Would a reaction occur if a piece of #Sn# metal were placed in a #ZnSO_4# solution?

1 Answer
Dec 20, 2016

Yes. There would be a spontaneous redox (oxidation-reduction) reaction between the #Sn# metal and the #Zn^(2+)# ion, given by:

#Sn^(2+) + Zn rarr Sn + Zn^(2+)#

Explanation:

You will have to consult a list of reduction potentials that includes the following two half-reactions:

#Zn^(2+) + 2e^(-) rarr Zn# #E° = -0.76 V#

#Sn^(2+) + 2e^(-) rarr Sn# #E° = -0.14 V#

There is a list here: http://chem.libretexts.org/Core/Analytical_Chemistry/Electrochemistry/Redox_Chemistry/Standard_Reduction_Potential

We are considering that one (and only one) of two possible reactions will occur. Either zinc ion will reduce (the top half-reaction), accompanied by oxidation of tin metal (the reverse of the lower half-reaction), or exactly the reverse will be true - tin ion will reduce (the lower half reaction) accompanied by the oxidation of zinc metal (the reverse of the upper half-reaction)

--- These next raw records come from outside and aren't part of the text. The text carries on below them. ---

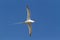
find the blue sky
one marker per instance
(46, 13)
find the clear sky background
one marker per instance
(46, 13)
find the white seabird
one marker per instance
(29, 21)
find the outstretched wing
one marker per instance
(30, 28)
(28, 12)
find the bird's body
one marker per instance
(29, 21)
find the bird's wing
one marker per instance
(30, 28)
(28, 12)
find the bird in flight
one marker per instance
(29, 21)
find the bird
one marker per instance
(28, 20)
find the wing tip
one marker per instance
(27, 6)
(30, 35)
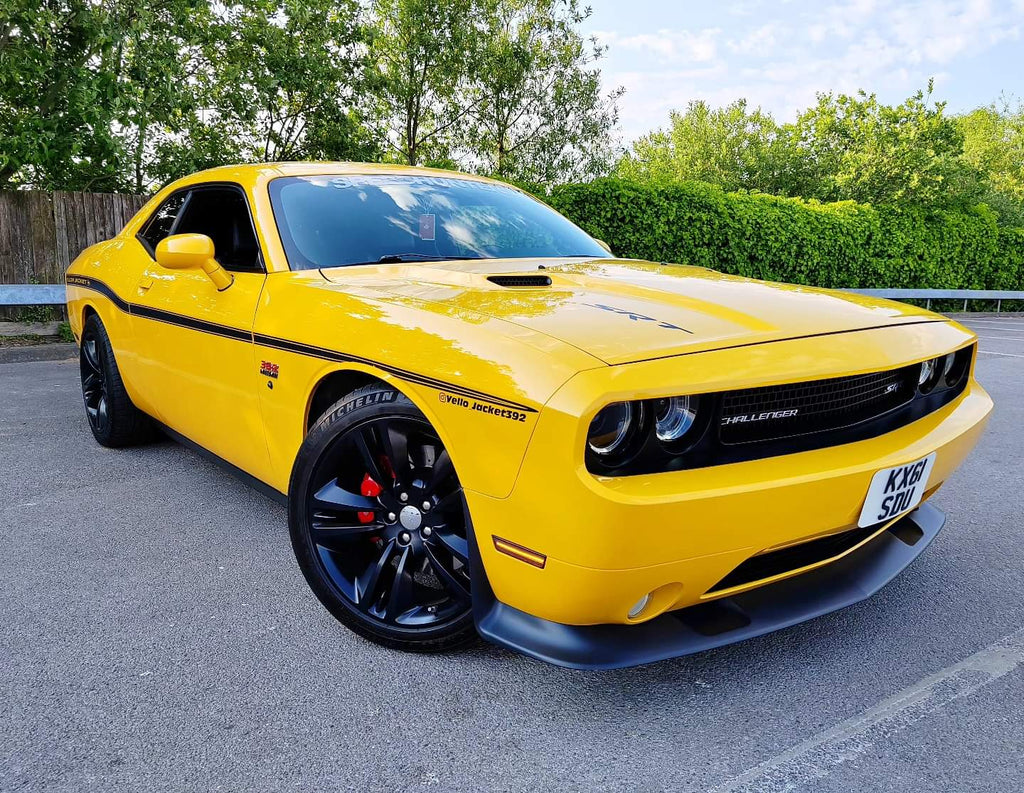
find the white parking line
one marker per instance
(993, 324)
(819, 755)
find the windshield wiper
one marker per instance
(397, 258)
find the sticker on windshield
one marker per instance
(427, 224)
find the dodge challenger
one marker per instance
(482, 422)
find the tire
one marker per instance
(115, 421)
(378, 524)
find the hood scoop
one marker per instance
(519, 281)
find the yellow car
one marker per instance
(482, 422)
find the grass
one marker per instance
(30, 339)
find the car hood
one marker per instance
(623, 310)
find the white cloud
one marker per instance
(762, 41)
(670, 45)
(779, 55)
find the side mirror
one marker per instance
(193, 251)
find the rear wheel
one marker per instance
(378, 525)
(114, 419)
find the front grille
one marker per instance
(754, 415)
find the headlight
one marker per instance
(674, 417)
(947, 364)
(925, 376)
(612, 428)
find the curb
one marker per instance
(38, 352)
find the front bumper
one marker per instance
(721, 622)
(609, 542)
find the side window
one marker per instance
(162, 221)
(222, 214)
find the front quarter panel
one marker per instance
(479, 381)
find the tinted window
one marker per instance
(222, 214)
(163, 219)
(329, 221)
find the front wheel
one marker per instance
(115, 421)
(378, 526)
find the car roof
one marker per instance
(254, 172)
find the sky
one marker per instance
(778, 53)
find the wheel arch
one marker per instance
(335, 384)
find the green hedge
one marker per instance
(801, 242)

To determine which is the actual reaction, we note that the following equation must yield a positive result:

E°(reduction) - E°(oxidation) = E°(net)

We get a positive result for the subtraction

#-0.14 - (-0.76) = 0.62 V#

which means that the Sn half-reaction must be the reduction in this system, and the Zn half-reaction furnishes the oxidation.

The actual half-reactions occurring are:

#Sn^(2+) + 2e^(-) rarr Sn#

#Zn rarr Zn^(2+) + 2e^(-)#

To find the overall reaction, add the two halves (after cancelling the electrons):

#Sn^(2+) + Zn rarr Sn + Zn^(2+)#

The sulfate ion is merely a spectator in this situation.